Suppose that we have a finite automaton $A$(deterministic or not) and $L(A)$ the language that it accepts.It interest us to recognize the complement language $L'=(\Sigma^{*}-L(A))$.So,we reverse the states of A as followed:we make the accepting state non-accepting and the non-accepting,accepting,defining in that way a new automaton $B$.Does $B$ accepts the language $L'$,no matter which is the initial automaton $A$?If yes,prove it,else give a counter-example.

Hey! :o

What is the simplest language you can think of that is not empty?

Then, what is the simplest complement language that you can think of, which is also not empty?

Does it fit?
 
I like Serena said:
Hey! :o

What is the simplest language you can think of that is not empty?

Then, what is the simplest complement language that you can think of, which is also not empty?

Does it fit?

I don't really know..Could you give me a hint? :o
 
evinda said:
I don't really know..Could you give me a hint? :o

Hmm, the simplest language defined by a finite automaton that is not empty...

... we need at least 1 input symbol, say $a$.
And we also need at least 1 state, say $S$.
And an initial state, which should be $S$ as well.
And at least 1 final state, which can be $S$ as well.
And at least 1 transition: say reading $a$ and making a transition from $S$ to $S$.

Which language does that generate?
 
I like Serena said:
... we need at least 1 input symbol, say $a$.
And we also need at least 1 state, say $S$.
And an initial state, which should be $S$ as well.
And at least 1 final state, which can be $S$ as well.
And at least 1 transition: say reading $a$ and making a transition from $S$ to $S$.
And what is the point? The statement in post #1 is true for this automaton.
 
Evgeny.Makarov said:
And what is the point? The statement in post #1 is true for this automaton.

Oh?
 
I like Serena said:
... we need at least 1 input symbol, say $a$.
If the alphabet $\Sigma$ consists of $a$ only, then the language accepted by this automaton is the whole $\Sigma^*$. The accepted language of the automaton where this only state is not accepting is empty, as expected.
 
Evgeny.Makarov said:
If the alphabet $\Sigma$ consists of $a$ only, then the language accepted by this automaton is the whole $\Sigma^*$. The accepted language of the automaton where this only state is not accepting is empty, as expected.

That would not be consistent with the other conditions I set.
 
Could you say plainly what I am missing?

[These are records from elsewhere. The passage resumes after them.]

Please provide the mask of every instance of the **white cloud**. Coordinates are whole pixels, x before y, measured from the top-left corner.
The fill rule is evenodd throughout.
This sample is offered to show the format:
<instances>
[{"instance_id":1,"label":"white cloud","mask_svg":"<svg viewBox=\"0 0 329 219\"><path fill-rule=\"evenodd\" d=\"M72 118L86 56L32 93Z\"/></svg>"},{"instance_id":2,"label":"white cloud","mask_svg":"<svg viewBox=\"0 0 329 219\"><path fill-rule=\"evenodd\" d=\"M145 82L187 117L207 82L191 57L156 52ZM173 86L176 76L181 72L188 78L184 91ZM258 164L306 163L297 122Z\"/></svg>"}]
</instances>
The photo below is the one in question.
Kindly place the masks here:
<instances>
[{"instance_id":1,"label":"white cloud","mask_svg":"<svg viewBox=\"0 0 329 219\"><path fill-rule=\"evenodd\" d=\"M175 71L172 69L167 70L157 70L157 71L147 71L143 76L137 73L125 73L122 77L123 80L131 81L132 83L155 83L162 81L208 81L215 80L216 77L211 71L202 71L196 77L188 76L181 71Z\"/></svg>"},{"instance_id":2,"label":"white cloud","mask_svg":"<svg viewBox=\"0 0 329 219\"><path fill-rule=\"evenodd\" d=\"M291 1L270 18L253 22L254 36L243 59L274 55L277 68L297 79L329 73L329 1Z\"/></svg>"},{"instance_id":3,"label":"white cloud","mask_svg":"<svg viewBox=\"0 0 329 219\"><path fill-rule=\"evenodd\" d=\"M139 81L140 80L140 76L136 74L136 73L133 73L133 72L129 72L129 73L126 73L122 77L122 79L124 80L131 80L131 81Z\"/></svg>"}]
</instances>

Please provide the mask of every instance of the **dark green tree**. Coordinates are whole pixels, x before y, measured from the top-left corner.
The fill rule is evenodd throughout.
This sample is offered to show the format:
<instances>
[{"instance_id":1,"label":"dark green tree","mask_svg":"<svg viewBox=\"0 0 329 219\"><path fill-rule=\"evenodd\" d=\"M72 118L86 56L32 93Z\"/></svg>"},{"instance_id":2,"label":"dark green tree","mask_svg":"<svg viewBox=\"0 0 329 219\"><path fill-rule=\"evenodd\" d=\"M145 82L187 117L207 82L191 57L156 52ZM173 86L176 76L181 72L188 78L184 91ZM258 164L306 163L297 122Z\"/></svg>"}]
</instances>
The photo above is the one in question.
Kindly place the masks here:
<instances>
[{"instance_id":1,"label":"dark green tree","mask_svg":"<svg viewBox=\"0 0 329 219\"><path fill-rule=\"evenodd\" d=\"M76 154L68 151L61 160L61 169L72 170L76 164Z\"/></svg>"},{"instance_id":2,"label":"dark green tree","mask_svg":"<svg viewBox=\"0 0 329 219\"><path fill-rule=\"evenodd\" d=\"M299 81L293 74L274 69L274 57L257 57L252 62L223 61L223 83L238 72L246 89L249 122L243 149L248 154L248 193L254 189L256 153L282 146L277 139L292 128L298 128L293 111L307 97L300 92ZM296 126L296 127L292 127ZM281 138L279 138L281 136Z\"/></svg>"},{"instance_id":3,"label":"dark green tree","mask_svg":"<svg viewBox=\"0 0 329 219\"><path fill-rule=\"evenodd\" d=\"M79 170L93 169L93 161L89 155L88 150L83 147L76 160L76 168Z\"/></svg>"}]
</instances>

I claim that if the single-state automaton you described is called $A$ and the corresponding automaton where the state is not accepting is called $A'$, then the language accepted by $A$ is $\{a\}^*$ and the language accepted by $A'$ is empty.
 
  • #10
Evgeny.Makarov said:
Could you say plainly what I am missing? I claim that if the single-state automaton you described is called $A$ and the corresponding automaton where the state is not accepting is called $A'$, then the language accepted by $A$ is $\{a\}^*$ and the language accepted by $A'$ is empty.

Pick $\Sigma = \{a,b\}$.
That way $L'$ is not empty.
 
  • #11
I like Serena said:
Pick $\Sigma = \{a,b\}$.
That way $L'$ is not empty.
Ah, OK, so the statement in post #1 is true for deterministic automata. In particular, from each state there should be an outgoing arrow for each input symbol.
 
  • #12
Evgeny.Makarov said:
Ah, OK, so the statement in post #1 is true for deterministic automata. In particular, from each state there should be an outgoing arrow for each input symbol.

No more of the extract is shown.